Authored by Mike Shedlock via MishTalk.com,
Fed Chairs Ben Bernanke and Janet Yellen re-blew the Alan Greenspan initiated housing bubble.
However, the trend towards higher and higher home prices started well before that dynamic trio made a mess of everything.
The following picture shows the true origin of escalating home prices.
Median Home Prices 1963-Present
To be fair, homes have gotten larger, with more features, better windows, etc.
However, it is safe to say the explosion in credit that started when Nixon closed the gold window, ending convertibility of dollars for gold accounts, coupled with inane policies of the last three Fed Chairs accounts for nearly all of the price acceleration.
Real Homes of Genius
Dr. Housing Bubble provides an excellent example in Real Homes of Genius, including pictures of tiny homes listed for close to $500,000 in the Los Angeles area.
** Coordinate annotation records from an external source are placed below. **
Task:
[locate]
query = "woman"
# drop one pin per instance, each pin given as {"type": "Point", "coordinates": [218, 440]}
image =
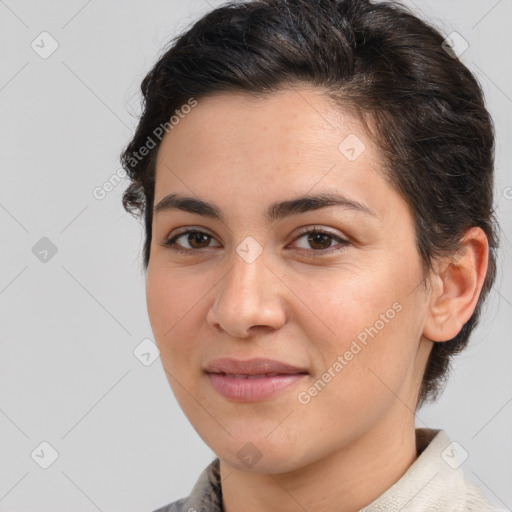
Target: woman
{"type": "Point", "coordinates": [316, 181]}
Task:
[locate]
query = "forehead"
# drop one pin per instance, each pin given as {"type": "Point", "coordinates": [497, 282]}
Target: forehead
{"type": "Point", "coordinates": [253, 150]}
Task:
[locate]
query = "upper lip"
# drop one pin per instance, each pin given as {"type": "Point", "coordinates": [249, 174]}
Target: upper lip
{"type": "Point", "coordinates": [257, 366]}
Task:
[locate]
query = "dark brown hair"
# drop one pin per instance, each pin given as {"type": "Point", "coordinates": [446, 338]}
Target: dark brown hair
{"type": "Point", "coordinates": [376, 59]}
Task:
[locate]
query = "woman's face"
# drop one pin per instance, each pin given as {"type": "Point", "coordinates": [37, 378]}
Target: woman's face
{"type": "Point", "coordinates": [339, 313]}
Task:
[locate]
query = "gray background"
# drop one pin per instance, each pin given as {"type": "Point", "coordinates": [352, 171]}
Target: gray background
{"type": "Point", "coordinates": [70, 324]}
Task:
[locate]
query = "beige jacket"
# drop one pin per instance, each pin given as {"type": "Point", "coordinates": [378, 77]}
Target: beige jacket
{"type": "Point", "coordinates": [433, 483]}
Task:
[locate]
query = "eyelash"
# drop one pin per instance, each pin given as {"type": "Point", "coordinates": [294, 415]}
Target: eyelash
{"type": "Point", "coordinates": [170, 243]}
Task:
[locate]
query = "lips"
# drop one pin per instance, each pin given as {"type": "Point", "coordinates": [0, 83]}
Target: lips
{"type": "Point", "coordinates": [251, 380]}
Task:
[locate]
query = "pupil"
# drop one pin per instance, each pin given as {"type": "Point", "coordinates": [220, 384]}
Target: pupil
{"type": "Point", "coordinates": [317, 238]}
{"type": "Point", "coordinates": [198, 238]}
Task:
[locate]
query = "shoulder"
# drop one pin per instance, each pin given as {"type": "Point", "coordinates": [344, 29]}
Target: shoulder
{"type": "Point", "coordinates": [206, 495]}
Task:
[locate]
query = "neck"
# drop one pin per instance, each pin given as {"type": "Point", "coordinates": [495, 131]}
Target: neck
{"type": "Point", "coordinates": [347, 479]}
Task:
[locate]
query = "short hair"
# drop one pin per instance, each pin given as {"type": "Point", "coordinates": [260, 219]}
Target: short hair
{"type": "Point", "coordinates": [376, 60]}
Today we salute you Los Angeles with our Real Homes of Genius Award. When half a million dollars isn’t worth moving a trash bin:
3525 Portola Ave, Los Angeles, CA 90032
2 beds 1 bath 572 sqft
This place is tiny. 572 square feet.
I actually like the trash can being left in the picture overfilled with crap to show you a better perspective on how small this place is. The ad is written in beautiful prose that really makes your heart jump with joy:
“Why Rent when You Can Buy! This House Features 2 Bedrooms and 1 bathroom with lots of potential especially for a First Time Home Buyer. Great Location close to Downtown Los Angeles, centrally located near Schools, Parks and Shopping. This house has been nicely upgraded.”
So let us take a Google Street View here:
More trash cans! One trash can looks like it is crossing the road or gearing up to strike a pose for another realtor’s ad. Now some might say “hey, this is a working class neighborhood!” And to that I would say, of course it is! That is why it is so mind numbing to see this tiny place listed at $470,000.
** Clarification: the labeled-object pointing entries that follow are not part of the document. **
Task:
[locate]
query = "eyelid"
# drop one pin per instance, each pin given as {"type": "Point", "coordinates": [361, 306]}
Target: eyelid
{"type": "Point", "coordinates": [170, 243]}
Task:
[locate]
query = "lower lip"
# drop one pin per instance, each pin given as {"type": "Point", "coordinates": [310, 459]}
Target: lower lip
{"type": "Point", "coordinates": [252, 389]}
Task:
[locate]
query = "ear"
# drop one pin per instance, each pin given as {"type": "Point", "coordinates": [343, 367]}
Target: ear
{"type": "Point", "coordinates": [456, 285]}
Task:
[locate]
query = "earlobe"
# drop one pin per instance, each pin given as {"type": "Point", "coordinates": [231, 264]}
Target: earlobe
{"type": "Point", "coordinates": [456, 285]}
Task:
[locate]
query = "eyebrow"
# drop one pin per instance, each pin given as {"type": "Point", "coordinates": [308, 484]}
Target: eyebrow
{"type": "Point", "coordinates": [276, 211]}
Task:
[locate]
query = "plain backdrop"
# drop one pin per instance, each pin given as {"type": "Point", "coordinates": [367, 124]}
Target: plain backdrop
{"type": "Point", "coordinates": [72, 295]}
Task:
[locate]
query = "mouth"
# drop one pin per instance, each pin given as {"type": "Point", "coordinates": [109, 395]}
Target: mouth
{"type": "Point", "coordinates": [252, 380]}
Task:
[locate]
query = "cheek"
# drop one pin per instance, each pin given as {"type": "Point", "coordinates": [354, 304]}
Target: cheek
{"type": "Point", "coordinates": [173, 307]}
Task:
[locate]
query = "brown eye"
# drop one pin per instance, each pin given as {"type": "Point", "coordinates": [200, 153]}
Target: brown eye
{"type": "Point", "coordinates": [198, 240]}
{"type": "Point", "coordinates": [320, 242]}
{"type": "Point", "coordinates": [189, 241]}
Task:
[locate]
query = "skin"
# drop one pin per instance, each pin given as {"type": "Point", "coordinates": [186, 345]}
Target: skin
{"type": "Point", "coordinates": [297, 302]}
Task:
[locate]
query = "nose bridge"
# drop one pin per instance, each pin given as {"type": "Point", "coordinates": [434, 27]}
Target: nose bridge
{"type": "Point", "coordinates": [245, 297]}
Explaining Balance of Trade
Total Credit Market Debt Owed
“Our Currency but Your Problem”
Starting in 1971, credit soared out of sight to the benefit of the banks, CEOs, the already wealthy, and the politically connected.
The source of global trading imbalances, soaring debt, escalating median home prices, declining real wages, and the massive rise of the 1% at the expense of the bottom 90% is Nixon closing the gold window.
At that time, Nixon’s Treasury Secretary John Connally famously told a group of European finance ministers worried about the export of American inflation that the “dollar is our currency, but your problem.”
Balance of trade issues, soaring debt, declining real wages, and the demise of the US middle class are now our problem.
The Fed, ECB, Larry Summers, Paul Krugman, Donald Trump, and economists in general cannot figure out the real problem.
Bernanke proposes a “savings glut”, and Larry Summers proposes “secular stagnation”.
My challenge to the Secular Stagnation Theory of Summers has gone unanswered.